Kisah Jenderal Hoegeng, Sosok Polisi Jujur yang Kerap Mendapat Ancaman Pembunuhan Hingga Diguna-guna Koruptor
RIAU24.COM - Kisah Jenderal Hoegeng Iman Santoso kerap menjadi perhatian. Ia adalah sosok polisi antikorupsi. Sejak awal menjadi polisi, Hoegeng tak bisa diajak kompromi, apalagi disuap. Baginya hukum tak pandang bulu. Sikap lurus Hoegeng pun memantik kebencian, khususnya bagi para polisi korup. Ia bahkan pernah diguna-guna karena sulit dirayu.
Itu terjadi kala Hoegeng jadi Kepala Reskrim di Medan. Di penghujung tahun 1955, Hoegeng ditunjuk jadi Kepala Reskrim Kepolisian Provinsi Sumatra Utara. Penunjukan Hoegeng dilakukan langsung oleh Kapolri pertama, Jenderal R.S. Soekanto.

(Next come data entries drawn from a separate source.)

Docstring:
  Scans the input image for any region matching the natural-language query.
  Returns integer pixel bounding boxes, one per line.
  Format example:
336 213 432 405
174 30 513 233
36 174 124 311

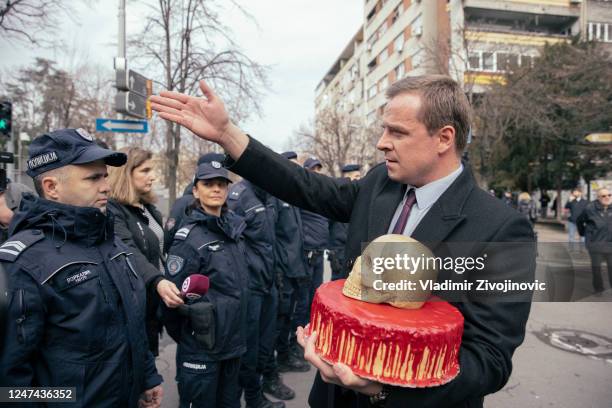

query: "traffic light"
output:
0 101 13 137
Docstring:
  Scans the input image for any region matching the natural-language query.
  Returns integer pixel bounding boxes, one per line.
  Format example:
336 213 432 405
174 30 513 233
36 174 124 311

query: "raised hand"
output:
296 326 382 396
151 81 230 144
150 81 249 160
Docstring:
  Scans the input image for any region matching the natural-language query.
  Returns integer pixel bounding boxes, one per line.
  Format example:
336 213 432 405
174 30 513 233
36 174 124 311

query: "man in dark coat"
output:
275 151 311 372
329 164 361 280
152 76 535 408
576 188 612 293
300 157 329 316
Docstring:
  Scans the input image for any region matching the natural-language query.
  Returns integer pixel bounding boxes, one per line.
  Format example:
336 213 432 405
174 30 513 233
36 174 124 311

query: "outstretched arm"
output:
151 81 249 160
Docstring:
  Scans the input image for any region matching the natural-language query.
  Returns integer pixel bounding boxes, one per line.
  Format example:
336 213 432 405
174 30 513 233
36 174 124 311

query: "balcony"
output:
465 6 578 36
464 0 580 18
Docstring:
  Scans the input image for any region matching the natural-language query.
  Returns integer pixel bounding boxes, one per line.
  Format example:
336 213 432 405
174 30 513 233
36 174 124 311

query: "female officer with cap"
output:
166 161 248 408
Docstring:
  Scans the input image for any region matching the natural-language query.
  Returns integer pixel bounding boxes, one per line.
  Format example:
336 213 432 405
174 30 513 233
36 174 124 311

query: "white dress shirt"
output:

Penugasan itu diberikan atas rekomendasi dari jaksa Agung Soeprapto yang merupakan kerabat dekat Hoegeng.
Soeprapto dalam hal itu mengetahui tindak-tanduk Hoegeng sebagai polisi yang berintegritas. Maka, Hoegeng diberikan tugas untuk memberantas korupsi, smokel (penyelundupan), dan perjudian di Medan. Tugas itu tak membuat nyali Hoegeng ciut meski sempat muncul keinginan untuk menolak penugasan dengan sederet alasan.
Setelahnya, Hoegeng mengambil tantangan sebagai polisi yang bekerja di bidang kriminal. Namun, sebelum berangkat Hoegeng mulai mencari banyak referensi terkait tempat penugasan baru. Agar hapal medan kerja, pikirnya. Pucuk dicinta ulam tiba. Paman Hoegeng, Abdulkadir Widjojoatmodjo telah mendengar penugasan Hoegeng yang baru.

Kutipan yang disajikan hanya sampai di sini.